What we can say is that 2013 will not go down as one of the more exciting campaigns in recent German political history. Merkel is not a great campaigner, and has struggled to fill halls and stadia for her rallies, but she enjoys the trust and respect of the German electorate. They strongly approve of her handling of the financial crisis and the Eurozone crisis, and see her as a safe pair of hands amid stormy waters. The gaffe-prone SPD candidate, Peer Steinbrück, has not presented himself as a viable alternative, and his efforts to create clear red water between himself and Merkel have not been credible (Merkel and Steinbrück worked well together as Chancellor and Finance Minister during the darkest days of the financial crisis).
A more interesting question is to what extent the federal elections might have an impact on Germany European policy. Whilst Merkel’s stewardship of the EU during the Eurozone crisis has played well at home, it is highly questionable whether her government’s strict adherence to fiscal austerity for debtor countries (i.e. Greece, Portugal, Ireland and Spain) has benefitted Europe. The fiscal straightjacket of the bailout agreements has stunted growth in these countries for years to come. And Germany, the leading exporter in Europe by a country mile, will also suffer – as a consequence – from reduced trade.

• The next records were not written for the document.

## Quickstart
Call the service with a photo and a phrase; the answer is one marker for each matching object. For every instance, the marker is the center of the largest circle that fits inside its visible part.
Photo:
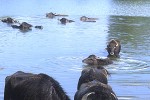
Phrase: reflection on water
(133, 67)
(58, 50)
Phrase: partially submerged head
(113, 48)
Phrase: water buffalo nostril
(111, 53)
(82, 60)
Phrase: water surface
(58, 50)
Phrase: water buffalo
(64, 21)
(23, 26)
(9, 20)
(39, 27)
(94, 60)
(28, 86)
(95, 90)
(89, 74)
(113, 48)
(52, 15)
(87, 19)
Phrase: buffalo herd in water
(92, 84)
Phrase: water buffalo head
(94, 60)
(91, 60)
(113, 48)
(95, 90)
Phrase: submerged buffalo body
(95, 90)
(52, 15)
(113, 48)
(87, 19)
(100, 74)
(9, 20)
(23, 26)
(28, 86)
(94, 60)
(65, 20)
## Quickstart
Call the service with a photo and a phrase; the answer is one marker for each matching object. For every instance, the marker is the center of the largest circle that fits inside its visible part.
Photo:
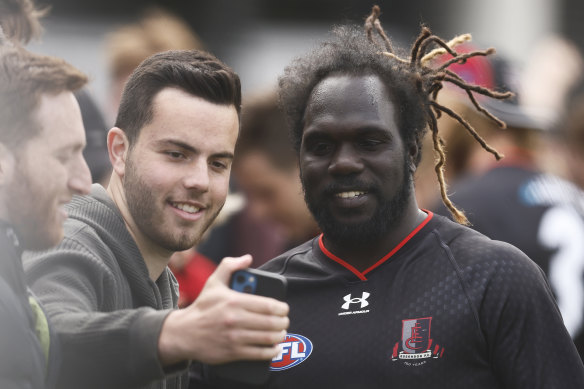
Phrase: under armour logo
(363, 300)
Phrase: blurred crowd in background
(532, 198)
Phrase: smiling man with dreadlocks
(391, 296)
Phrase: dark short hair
(193, 71)
(349, 52)
(24, 78)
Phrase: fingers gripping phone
(260, 283)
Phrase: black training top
(543, 216)
(447, 308)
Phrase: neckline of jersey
(363, 275)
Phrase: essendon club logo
(416, 342)
(294, 350)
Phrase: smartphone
(260, 283)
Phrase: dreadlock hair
(413, 84)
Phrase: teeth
(187, 208)
(346, 195)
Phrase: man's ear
(118, 147)
(414, 151)
(7, 164)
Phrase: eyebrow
(186, 146)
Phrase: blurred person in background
(41, 168)
(107, 286)
(266, 170)
(21, 21)
(126, 47)
(514, 200)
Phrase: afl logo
(294, 350)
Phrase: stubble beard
(387, 216)
(32, 221)
(147, 216)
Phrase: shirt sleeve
(102, 345)
(528, 343)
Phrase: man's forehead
(338, 88)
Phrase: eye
(219, 165)
(175, 154)
(319, 147)
(370, 143)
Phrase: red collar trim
(362, 275)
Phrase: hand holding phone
(257, 282)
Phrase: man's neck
(155, 257)
(363, 256)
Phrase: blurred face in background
(275, 196)
(42, 175)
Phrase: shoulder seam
(460, 276)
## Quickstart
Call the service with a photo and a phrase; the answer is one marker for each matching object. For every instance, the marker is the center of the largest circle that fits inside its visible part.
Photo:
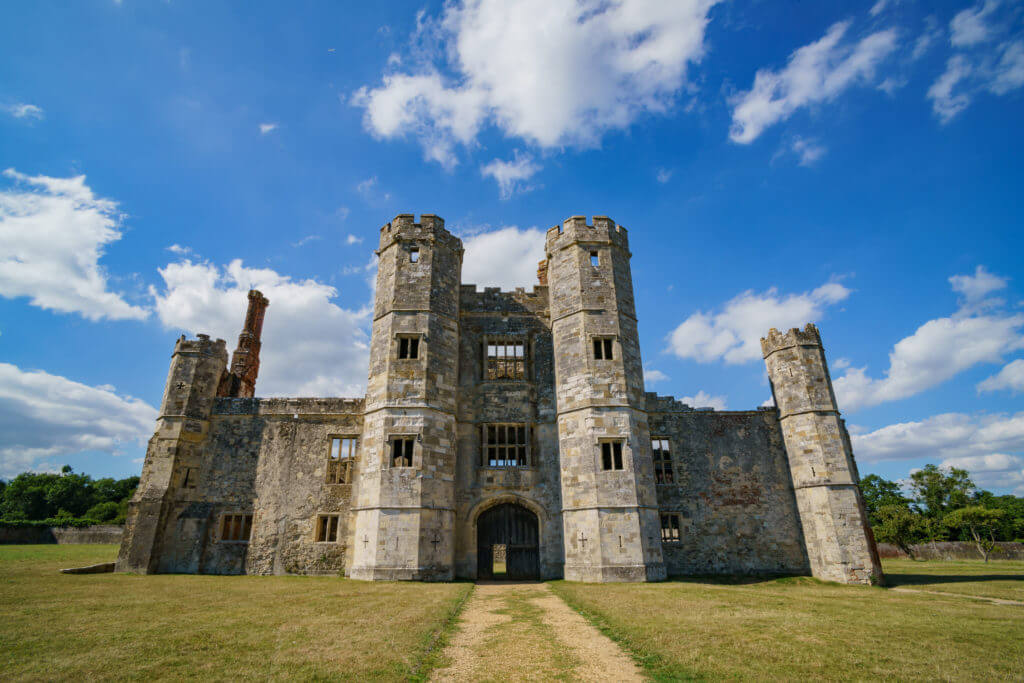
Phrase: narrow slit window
(340, 459)
(671, 527)
(409, 348)
(236, 527)
(611, 455)
(401, 452)
(602, 348)
(506, 360)
(662, 454)
(505, 445)
(327, 528)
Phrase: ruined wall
(732, 489)
(493, 314)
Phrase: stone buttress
(609, 515)
(403, 511)
(174, 452)
(840, 544)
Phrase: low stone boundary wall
(70, 535)
(948, 550)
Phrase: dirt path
(525, 632)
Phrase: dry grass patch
(66, 627)
(800, 629)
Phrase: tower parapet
(840, 544)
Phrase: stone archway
(516, 528)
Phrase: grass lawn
(65, 627)
(998, 579)
(801, 629)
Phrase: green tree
(879, 493)
(937, 491)
(899, 525)
(979, 523)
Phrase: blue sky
(852, 164)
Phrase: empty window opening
(236, 528)
(327, 528)
(401, 452)
(602, 348)
(670, 527)
(506, 360)
(409, 348)
(663, 460)
(611, 455)
(340, 459)
(505, 445)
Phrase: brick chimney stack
(245, 360)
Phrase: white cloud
(704, 399)
(594, 67)
(511, 174)
(1011, 377)
(969, 27)
(45, 417)
(311, 346)
(940, 348)
(52, 235)
(815, 73)
(23, 111)
(809, 152)
(651, 376)
(946, 104)
(982, 444)
(734, 333)
(505, 258)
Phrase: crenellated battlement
(403, 227)
(576, 229)
(776, 340)
(202, 345)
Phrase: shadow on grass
(895, 580)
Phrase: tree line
(940, 504)
(65, 499)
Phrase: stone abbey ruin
(508, 422)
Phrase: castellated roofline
(776, 340)
(577, 229)
(403, 227)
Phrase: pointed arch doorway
(510, 529)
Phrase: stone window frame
(608, 344)
(415, 458)
(344, 465)
(526, 462)
(323, 527)
(669, 529)
(668, 464)
(419, 345)
(241, 522)
(623, 460)
(189, 478)
(504, 341)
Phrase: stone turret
(403, 498)
(840, 544)
(609, 509)
(173, 453)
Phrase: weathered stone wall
(732, 491)
(519, 315)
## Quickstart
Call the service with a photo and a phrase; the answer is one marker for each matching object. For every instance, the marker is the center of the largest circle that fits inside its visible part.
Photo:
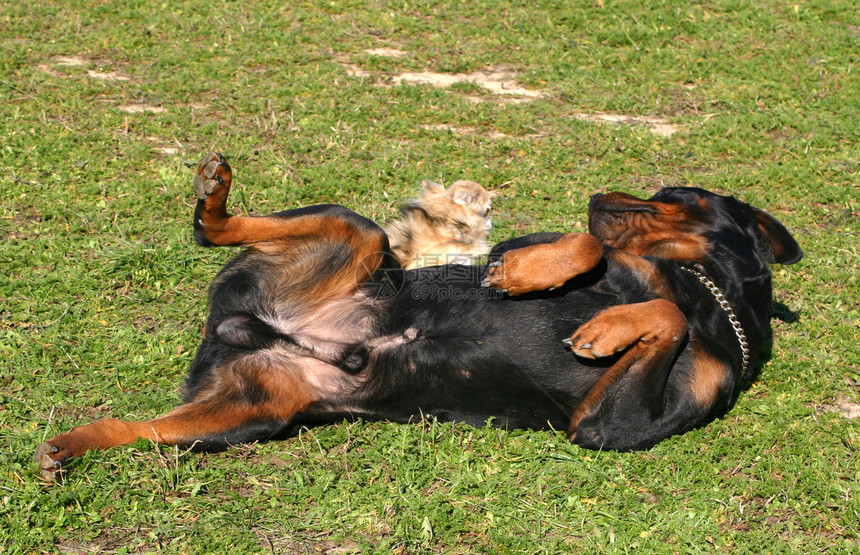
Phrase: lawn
(107, 105)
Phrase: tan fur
(442, 226)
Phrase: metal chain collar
(733, 319)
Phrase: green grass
(102, 289)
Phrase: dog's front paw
(213, 176)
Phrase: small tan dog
(442, 226)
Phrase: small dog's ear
(464, 197)
(432, 187)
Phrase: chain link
(733, 319)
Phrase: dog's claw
(207, 176)
(49, 468)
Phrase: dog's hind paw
(213, 176)
(49, 466)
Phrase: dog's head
(463, 203)
(685, 224)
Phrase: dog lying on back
(442, 226)
(641, 329)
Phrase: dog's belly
(478, 354)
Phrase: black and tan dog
(624, 336)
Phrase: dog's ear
(431, 187)
(464, 197)
(783, 248)
(468, 193)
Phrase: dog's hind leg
(366, 245)
(544, 266)
(626, 407)
(248, 402)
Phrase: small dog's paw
(212, 173)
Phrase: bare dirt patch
(387, 52)
(107, 75)
(69, 61)
(141, 108)
(496, 81)
(847, 409)
(658, 126)
(457, 130)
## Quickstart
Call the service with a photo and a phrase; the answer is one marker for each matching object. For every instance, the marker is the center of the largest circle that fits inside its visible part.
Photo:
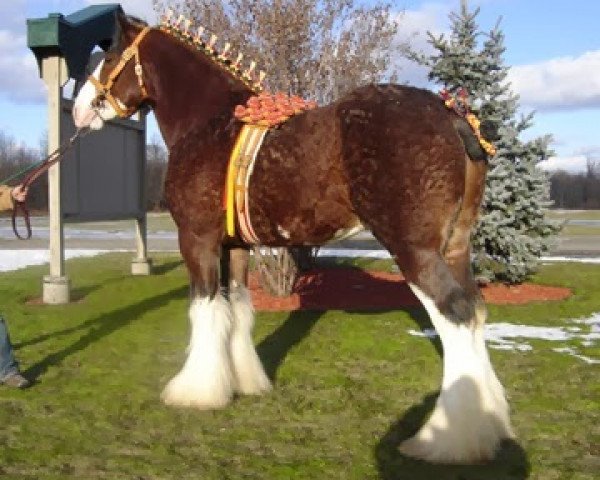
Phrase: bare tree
(318, 49)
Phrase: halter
(103, 90)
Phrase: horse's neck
(189, 91)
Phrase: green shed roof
(74, 36)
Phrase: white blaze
(84, 115)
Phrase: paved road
(120, 236)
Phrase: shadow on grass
(274, 348)
(100, 327)
(166, 267)
(510, 462)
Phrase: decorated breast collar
(260, 114)
(459, 103)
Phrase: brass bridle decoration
(104, 90)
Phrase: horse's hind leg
(250, 377)
(206, 379)
(469, 419)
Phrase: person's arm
(6, 200)
(9, 194)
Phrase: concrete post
(56, 286)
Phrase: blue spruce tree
(513, 231)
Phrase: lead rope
(50, 160)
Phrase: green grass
(349, 386)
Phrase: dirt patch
(355, 289)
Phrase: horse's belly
(318, 226)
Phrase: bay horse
(392, 158)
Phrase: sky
(552, 49)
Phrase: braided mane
(180, 29)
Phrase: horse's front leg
(250, 377)
(206, 380)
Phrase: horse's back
(403, 158)
(379, 152)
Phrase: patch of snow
(572, 352)
(501, 336)
(17, 259)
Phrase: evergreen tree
(513, 230)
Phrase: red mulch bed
(355, 289)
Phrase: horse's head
(116, 87)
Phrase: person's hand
(19, 193)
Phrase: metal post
(141, 264)
(56, 287)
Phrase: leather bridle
(103, 90)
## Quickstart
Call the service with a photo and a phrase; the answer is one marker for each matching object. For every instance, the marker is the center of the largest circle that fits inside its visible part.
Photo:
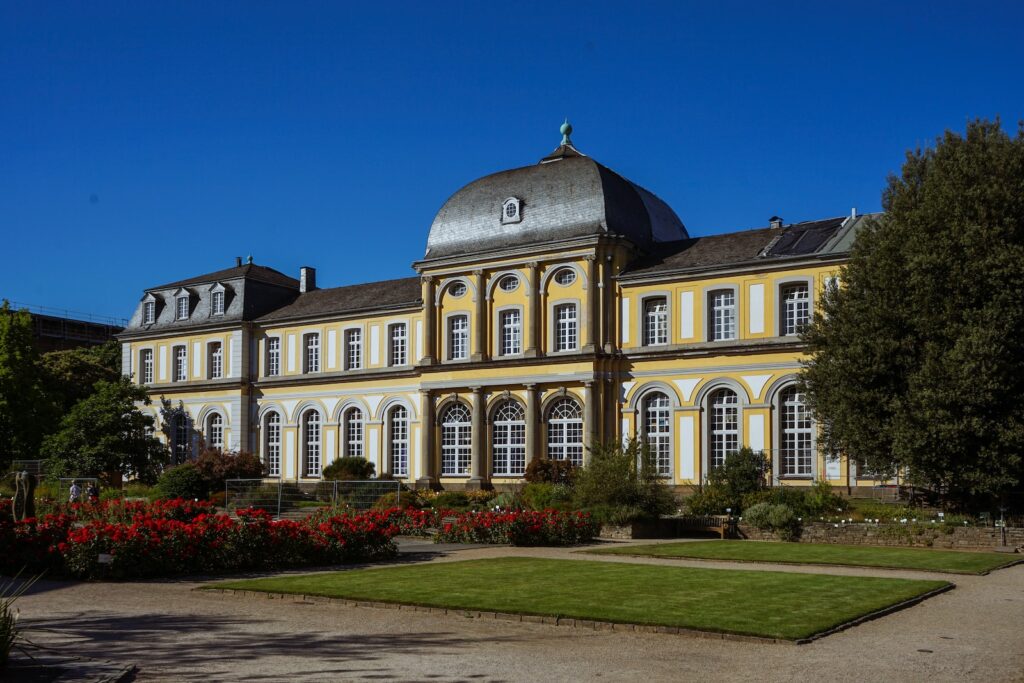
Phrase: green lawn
(807, 553)
(771, 604)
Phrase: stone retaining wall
(913, 536)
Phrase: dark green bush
(182, 481)
(345, 469)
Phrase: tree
(105, 434)
(25, 411)
(916, 360)
(71, 375)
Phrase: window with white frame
(272, 356)
(311, 443)
(723, 314)
(218, 303)
(180, 364)
(724, 425)
(145, 363)
(458, 338)
(511, 330)
(215, 431)
(565, 431)
(353, 433)
(657, 430)
(353, 349)
(796, 308)
(311, 359)
(655, 322)
(215, 361)
(797, 431)
(566, 329)
(181, 307)
(508, 445)
(271, 444)
(457, 441)
(398, 349)
(398, 440)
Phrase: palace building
(556, 305)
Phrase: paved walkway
(172, 633)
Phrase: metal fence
(291, 499)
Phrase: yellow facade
(502, 355)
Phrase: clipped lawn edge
(823, 565)
(569, 622)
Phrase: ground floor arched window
(565, 431)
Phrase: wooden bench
(724, 525)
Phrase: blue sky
(143, 142)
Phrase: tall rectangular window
(181, 304)
(566, 332)
(397, 352)
(180, 364)
(218, 303)
(273, 356)
(145, 361)
(511, 323)
(312, 353)
(215, 361)
(655, 322)
(458, 338)
(796, 308)
(353, 349)
(723, 314)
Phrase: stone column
(429, 323)
(534, 327)
(429, 475)
(476, 477)
(480, 338)
(593, 310)
(590, 401)
(532, 423)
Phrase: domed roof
(567, 195)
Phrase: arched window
(311, 442)
(398, 440)
(353, 433)
(509, 440)
(457, 430)
(723, 425)
(565, 431)
(215, 431)
(657, 430)
(271, 444)
(797, 432)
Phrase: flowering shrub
(127, 540)
(525, 527)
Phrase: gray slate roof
(382, 295)
(829, 236)
(565, 196)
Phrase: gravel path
(172, 633)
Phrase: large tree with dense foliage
(25, 411)
(916, 359)
(105, 434)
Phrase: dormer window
(510, 211)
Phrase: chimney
(307, 279)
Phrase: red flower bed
(547, 527)
(121, 540)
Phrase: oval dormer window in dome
(511, 210)
(565, 276)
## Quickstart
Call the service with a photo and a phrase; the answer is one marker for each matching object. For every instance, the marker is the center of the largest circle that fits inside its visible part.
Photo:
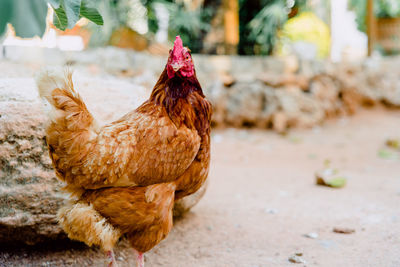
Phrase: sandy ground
(262, 200)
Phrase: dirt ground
(262, 200)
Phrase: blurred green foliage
(191, 25)
(260, 21)
(29, 24)
(382, 9)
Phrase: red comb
(178, 46)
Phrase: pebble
(312, 235)
(271, 211)
(296, 259)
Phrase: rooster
(124, 177)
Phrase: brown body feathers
(127, 174)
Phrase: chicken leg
(111, 262)
(139, 258)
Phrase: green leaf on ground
(387, 154)
(60, 19)
(91, 13)
(72, 10)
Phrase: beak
(176, 66)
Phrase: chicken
(126, 175)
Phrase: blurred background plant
(254, 27)
(382, 9)
(33, 23)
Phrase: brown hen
(125, 176)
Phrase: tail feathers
(48, 80)
(58, 89)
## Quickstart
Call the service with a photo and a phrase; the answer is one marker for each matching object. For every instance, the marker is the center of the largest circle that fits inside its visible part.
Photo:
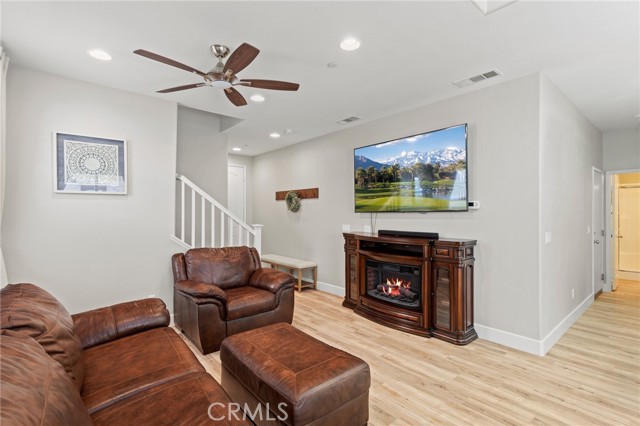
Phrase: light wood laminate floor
(590, 377)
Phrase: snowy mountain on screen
(444, 157)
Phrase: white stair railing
(201, 221)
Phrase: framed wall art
(89, 165)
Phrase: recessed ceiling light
(350, 44)
(99, 54)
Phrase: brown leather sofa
(219, 292)
(119, 365)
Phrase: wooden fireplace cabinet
(447, 284)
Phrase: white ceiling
(411, 53)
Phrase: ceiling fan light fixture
(221, 84)
(99, 54)
(350, 44)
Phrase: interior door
(629, 229)
(236, 199)
(597, 228)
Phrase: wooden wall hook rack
(302, 193)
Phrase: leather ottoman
(281, 375)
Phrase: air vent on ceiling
(348, 120)
(477, 78)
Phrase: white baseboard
(515, 341)
(527, 344)
(623, 275)
(555, 334)
(331, 288)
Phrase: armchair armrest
(106, 324)
(201, 289)
(270, 279)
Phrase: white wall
(202, 151)
(88, 250)
(570, 146)
(247, 162)
(621, 150)
(503, 172)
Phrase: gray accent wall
(570, 146)
(88, 250)
(202, 151)
(512, 132)
(621, 150)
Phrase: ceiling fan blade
(235, 97)
(185, 87)
(240, 58)
(167, 61)
(271, 84)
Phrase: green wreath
(293, 201)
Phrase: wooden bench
(292, 264)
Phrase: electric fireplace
(394, 283)
(418, 284)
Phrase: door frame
(609, 274)
(597, 203)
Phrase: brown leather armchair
(223, 291)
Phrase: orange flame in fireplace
(392, 287)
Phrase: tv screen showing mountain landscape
(420, 173)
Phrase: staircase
(201, 221)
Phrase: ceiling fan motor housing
(220, 50)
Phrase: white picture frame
(89, 164)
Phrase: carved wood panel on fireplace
(422, 286)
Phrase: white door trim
(609, 271)
(596, 229)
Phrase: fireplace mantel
(446, 284)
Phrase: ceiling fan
(223, 75)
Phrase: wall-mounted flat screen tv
(420, 173)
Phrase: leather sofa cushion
(279, 363)
(36, 389)
(248, 301)
(226, 267)
(184, 401)
(126, 366)
(29, 309)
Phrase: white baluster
(213, 225)
(222, 218)
(182, 211)
(202, 222)
(193, 218)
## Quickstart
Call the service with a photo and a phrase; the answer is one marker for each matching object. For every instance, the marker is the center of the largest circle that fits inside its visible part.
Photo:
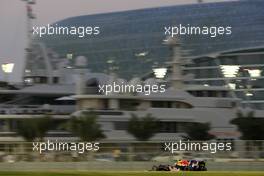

With regard to the European Union, the choice of coalition partner might prove telling. If we see another Grand Coalition, Merkel might have the courage (put differently, the SPD could share the blame!) and the majority to offer more generous terms to debtor countries and push forward with initiatives such as the stalled Banking Union. The less likely possibility of a Christian Democrat-Green coalition would push even further in this direction (the Greens are widely regarded at the most pro-European of Germany’s mainstream parties). On a slightly darker note, the main parties will closely watch the performance of the new Eurosceptic party, Alternative für Deutschland. Although it is unlikely to pass the 5% threshold necessary to enter the Bundestag (polling at 3.5%), a strong performance could set back German plans for deeper European integration. For David Cameron’s UK Conservative Party, this dark could have a silver lining. A good result for the German Eurosceptics could make the rolling back or renegotiation of some EU powers more appealing to a new German government.